La voz de Jaime
El coche se quedó atravesado en mitad de la calle y la conductora, una hermosa mujer de edad media, salió precipitadamente, dejando a un niño desguarnecido en el segundo asiento delantero. "¿Le puedo besar?", preguntó la mujer al escritor de fama nacional que paseaba por la ciudad con un bastón innecesario. Conseguido el beso, la mujer quiso algo más, pero nadie en la comitiva llevaba papel. La madre se acordó de su niño y volvió la mirada hacia la ventanilla, mientras sonaban las primeras bocinas de los automovilistas detenidos. Rogándole al escritor que no se fuera, la madre corrió al coche, abrió la portezuela de atrás, hurgó en la mochila infantil y, al no encontrar nada mejor, arrancó una hoja impresa del cuaderno de inglés del niño. Sobre el cuadro explicativo de los pronombres estampó al fin su firma el escritor admirado, y la cola de los vehículos daba ya la vuelta a la manzana. Yo iba en uno de ellos.No hay que acusar de desnaturalizada a esa madre. Que tire la primera piedra quien no tenga una foto de un ídolo clavada con chinchetas en el corcho, quien no haya seguido de incógnito a una estrella con la esperanza de comprobar los rasgos de su cara, el que no aguantó la lluvia para ver pasar en coche cubierto a un dignatario extranjero. Un amigo mío guarda sus cigarrillos en la pitillera -carísimamente comprada- que perteneció a un actor inglés de su gusto, y yo mismo tengo en el armario las camisetas de Baudelaire, Wittgenstein y Hitchcock, y ni siquiera son su verdadera ropa interior; se encargan en un comercio de Nueva York que las estampa con la efigie de tus favoritos. Debe de haber gente inmune a todo vicio fetichista, pero no la conozco. Son los que no irían a recogerse en un cementerio delante de la lápida del artista que más momentos de bienestar les ha dado, ni comprarán la Antología personal de Jaime Gil de Biedma que Visor acaba de sacar en su colección de libro-discos. Ellos se lo pierden.
Esta última entrega de una serie que ya cuenta con magníficos precedentes de poetas vivos y muertos tiene más valor que ninguna otra. A mí, que tuve la fortuna de tratar intermitentemente al poeta barcelonés, me quita un recuerdo angustioso de la memoria; tres meses antes de morir, le llamé por teléfono para anunciarle el envío de la edición de Hamlet que yo había traducido y le estaba dedicada, en agradecimiento por los luminosos consejos que él, tan excelente traductor, me había dado un año antes. Aunque ya estaba en una fase de gravedad, se puso y hablamos unos minutos, pero no era él. Su voz pastosa, con la huella de un deje señorito, y el timbre permanente de la ironía, había cambiado, un efecto no infrecuente en la enfermedad que le mató. Esta grabación me devuelve la auténtica, y a quienes le leyeron y no le escucharon les dará idea de cómo recitaba este poeta de escasa y fundamental obra.
Los recitales de Gil de Biedma no sólo eran únicos por la belleza de aquella voz -que no llegaba nunca a ser solemne teniendo algo de oracular- sino por los comentarios, a menudo reveladores, que el poeta añadía antes de cada poema. En el libro-disco de Visor sólo están los versos, pero la revelación se produce.
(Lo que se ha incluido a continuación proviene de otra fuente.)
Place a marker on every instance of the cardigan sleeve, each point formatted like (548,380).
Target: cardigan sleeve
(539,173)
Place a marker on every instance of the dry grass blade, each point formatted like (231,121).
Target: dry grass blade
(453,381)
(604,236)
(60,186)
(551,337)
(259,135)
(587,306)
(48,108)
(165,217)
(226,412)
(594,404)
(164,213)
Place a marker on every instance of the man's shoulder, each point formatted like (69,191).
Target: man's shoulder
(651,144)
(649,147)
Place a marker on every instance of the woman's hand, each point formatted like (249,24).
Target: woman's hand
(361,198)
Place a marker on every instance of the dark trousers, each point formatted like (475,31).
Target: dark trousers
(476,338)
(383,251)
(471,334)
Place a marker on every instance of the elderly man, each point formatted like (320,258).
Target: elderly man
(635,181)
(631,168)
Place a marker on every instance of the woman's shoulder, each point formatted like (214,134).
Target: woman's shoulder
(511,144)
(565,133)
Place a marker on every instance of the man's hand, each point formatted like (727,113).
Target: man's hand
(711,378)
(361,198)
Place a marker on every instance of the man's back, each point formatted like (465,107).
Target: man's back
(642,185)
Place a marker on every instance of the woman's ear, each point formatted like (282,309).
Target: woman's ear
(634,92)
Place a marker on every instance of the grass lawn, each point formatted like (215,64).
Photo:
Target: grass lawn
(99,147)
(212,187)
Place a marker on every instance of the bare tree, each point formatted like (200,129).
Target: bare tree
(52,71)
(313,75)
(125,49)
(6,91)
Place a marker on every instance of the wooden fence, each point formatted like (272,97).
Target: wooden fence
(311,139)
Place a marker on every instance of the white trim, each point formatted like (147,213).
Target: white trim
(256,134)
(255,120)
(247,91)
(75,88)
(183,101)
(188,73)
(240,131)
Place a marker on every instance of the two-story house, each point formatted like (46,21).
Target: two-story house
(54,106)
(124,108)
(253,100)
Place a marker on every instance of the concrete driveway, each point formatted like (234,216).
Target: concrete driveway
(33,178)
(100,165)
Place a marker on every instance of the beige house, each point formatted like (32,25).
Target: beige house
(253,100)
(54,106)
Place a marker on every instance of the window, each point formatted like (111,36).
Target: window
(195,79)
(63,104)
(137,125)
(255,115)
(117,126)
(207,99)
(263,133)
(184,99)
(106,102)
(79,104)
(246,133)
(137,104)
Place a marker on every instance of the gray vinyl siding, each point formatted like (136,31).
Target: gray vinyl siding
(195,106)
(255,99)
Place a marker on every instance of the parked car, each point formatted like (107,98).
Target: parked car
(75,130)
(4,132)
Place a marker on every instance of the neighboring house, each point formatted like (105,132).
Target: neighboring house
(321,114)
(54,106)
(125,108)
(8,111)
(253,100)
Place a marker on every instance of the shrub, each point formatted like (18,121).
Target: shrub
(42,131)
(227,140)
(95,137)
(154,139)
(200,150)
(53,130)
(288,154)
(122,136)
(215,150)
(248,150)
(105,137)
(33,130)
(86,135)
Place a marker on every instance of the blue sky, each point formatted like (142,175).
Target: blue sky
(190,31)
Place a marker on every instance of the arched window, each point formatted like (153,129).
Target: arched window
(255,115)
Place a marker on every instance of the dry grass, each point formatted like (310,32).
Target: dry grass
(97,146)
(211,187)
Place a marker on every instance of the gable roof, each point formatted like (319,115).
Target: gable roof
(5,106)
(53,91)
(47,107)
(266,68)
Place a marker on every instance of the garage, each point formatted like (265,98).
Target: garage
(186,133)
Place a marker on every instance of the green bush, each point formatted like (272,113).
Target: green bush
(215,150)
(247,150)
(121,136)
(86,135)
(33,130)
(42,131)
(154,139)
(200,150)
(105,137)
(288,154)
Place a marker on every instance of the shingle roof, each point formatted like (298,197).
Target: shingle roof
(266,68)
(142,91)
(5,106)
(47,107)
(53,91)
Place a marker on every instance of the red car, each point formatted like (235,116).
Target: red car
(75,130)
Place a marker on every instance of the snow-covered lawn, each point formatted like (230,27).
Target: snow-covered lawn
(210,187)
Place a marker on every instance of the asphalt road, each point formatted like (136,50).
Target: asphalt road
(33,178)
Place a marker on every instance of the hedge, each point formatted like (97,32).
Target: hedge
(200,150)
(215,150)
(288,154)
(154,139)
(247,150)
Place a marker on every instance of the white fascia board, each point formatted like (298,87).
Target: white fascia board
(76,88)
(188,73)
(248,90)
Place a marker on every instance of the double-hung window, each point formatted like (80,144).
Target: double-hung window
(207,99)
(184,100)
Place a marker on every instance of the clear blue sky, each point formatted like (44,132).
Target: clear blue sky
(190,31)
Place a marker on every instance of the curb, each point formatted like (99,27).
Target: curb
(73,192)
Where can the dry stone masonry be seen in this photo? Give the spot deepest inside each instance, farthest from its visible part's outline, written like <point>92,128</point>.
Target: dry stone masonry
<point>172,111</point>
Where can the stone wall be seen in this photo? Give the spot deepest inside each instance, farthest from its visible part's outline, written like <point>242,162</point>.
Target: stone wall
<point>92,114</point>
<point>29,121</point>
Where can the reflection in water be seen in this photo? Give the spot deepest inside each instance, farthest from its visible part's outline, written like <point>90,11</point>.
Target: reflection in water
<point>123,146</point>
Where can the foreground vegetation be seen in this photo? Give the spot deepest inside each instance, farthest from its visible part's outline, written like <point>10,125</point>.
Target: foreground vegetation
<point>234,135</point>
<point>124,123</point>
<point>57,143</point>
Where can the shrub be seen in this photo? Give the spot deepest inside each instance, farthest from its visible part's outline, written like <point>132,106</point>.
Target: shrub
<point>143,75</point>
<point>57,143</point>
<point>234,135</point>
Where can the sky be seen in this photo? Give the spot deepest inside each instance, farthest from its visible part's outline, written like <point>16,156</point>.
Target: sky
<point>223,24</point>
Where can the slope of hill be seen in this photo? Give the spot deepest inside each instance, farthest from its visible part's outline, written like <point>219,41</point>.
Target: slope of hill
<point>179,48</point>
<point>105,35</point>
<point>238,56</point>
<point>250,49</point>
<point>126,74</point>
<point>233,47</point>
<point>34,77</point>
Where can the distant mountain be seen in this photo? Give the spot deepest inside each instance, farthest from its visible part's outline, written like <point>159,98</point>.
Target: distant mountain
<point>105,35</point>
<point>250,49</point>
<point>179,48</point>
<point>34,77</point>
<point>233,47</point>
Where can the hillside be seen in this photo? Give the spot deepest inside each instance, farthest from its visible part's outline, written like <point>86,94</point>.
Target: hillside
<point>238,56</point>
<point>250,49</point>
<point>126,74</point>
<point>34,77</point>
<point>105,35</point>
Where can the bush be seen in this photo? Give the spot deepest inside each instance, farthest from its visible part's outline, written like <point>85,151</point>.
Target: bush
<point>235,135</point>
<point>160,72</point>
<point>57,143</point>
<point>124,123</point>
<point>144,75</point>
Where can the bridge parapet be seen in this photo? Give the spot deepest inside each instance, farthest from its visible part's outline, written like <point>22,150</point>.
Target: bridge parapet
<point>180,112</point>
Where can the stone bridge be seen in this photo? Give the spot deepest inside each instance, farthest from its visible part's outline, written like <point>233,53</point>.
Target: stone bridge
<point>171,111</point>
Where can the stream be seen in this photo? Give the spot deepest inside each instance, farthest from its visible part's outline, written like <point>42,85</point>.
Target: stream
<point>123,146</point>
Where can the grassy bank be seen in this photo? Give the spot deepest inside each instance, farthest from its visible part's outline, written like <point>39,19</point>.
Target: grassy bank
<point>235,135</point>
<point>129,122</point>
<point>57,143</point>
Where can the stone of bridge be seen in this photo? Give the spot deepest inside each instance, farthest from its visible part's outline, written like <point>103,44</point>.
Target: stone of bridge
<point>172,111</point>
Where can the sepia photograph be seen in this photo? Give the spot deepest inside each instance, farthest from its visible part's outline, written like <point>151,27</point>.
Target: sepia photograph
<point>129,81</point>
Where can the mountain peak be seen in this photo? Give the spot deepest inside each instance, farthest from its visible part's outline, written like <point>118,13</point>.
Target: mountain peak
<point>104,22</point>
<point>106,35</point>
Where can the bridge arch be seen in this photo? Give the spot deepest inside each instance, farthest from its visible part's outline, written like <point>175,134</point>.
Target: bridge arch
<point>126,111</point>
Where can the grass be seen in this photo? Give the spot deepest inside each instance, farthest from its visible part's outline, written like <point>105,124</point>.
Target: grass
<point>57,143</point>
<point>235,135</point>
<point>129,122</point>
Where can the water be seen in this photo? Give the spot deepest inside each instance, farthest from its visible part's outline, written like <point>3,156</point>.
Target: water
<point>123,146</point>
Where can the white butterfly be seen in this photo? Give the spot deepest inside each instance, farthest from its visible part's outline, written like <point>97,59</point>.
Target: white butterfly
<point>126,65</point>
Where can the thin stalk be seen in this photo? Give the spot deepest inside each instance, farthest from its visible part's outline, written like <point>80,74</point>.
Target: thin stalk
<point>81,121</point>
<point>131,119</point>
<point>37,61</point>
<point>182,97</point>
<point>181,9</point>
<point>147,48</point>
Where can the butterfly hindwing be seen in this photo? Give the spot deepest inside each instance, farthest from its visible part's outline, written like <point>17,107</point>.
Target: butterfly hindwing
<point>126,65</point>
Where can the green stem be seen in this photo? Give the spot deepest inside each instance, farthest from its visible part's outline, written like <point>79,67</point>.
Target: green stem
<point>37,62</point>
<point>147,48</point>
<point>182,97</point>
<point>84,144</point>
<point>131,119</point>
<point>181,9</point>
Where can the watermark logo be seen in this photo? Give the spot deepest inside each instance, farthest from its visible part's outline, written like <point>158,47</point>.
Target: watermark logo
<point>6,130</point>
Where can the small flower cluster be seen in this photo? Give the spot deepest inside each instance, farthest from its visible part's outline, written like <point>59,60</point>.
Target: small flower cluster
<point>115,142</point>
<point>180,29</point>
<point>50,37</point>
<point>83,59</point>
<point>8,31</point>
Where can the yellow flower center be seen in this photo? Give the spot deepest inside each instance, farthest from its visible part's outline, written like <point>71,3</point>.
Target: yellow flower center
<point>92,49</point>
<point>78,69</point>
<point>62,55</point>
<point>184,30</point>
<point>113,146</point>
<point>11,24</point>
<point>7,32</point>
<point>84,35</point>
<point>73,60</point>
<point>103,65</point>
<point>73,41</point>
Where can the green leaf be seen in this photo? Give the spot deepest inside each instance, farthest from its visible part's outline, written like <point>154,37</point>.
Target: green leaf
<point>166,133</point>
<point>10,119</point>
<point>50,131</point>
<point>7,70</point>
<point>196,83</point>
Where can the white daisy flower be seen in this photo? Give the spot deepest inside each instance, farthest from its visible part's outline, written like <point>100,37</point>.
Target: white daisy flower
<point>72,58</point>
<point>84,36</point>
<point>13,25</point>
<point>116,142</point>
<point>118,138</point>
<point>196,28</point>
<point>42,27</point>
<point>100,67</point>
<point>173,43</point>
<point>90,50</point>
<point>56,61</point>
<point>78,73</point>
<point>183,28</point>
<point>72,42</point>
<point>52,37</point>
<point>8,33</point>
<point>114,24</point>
Jaime lee 42 poemas, entre ellos casi todas sus obras maestras (y la labor de recopilación del editor, Jesús García Sánchez, ha tenido avatares detectivescos, buscando cintas en Valencia, en Oviedo, y una, la más extensa, en Norteamérica, registrada, según fuentes apócrifas, como regalo del autor a un amor de allí), y a partir del séptimo, el célebre Vals del aniversario, la voz, en los primeros poemas levemente distorsionada quizá por una mala colocación del micrófono en el día de la lectura, se funde con el verso de un modo tan natural que nos recuerda lo que la poesía fue en sus orígenes: la palabra de un dios menor cantada para un público de ángeles abolidos como él, con toda la conciencia de que "lo que ha perdido / es lo que le consuela".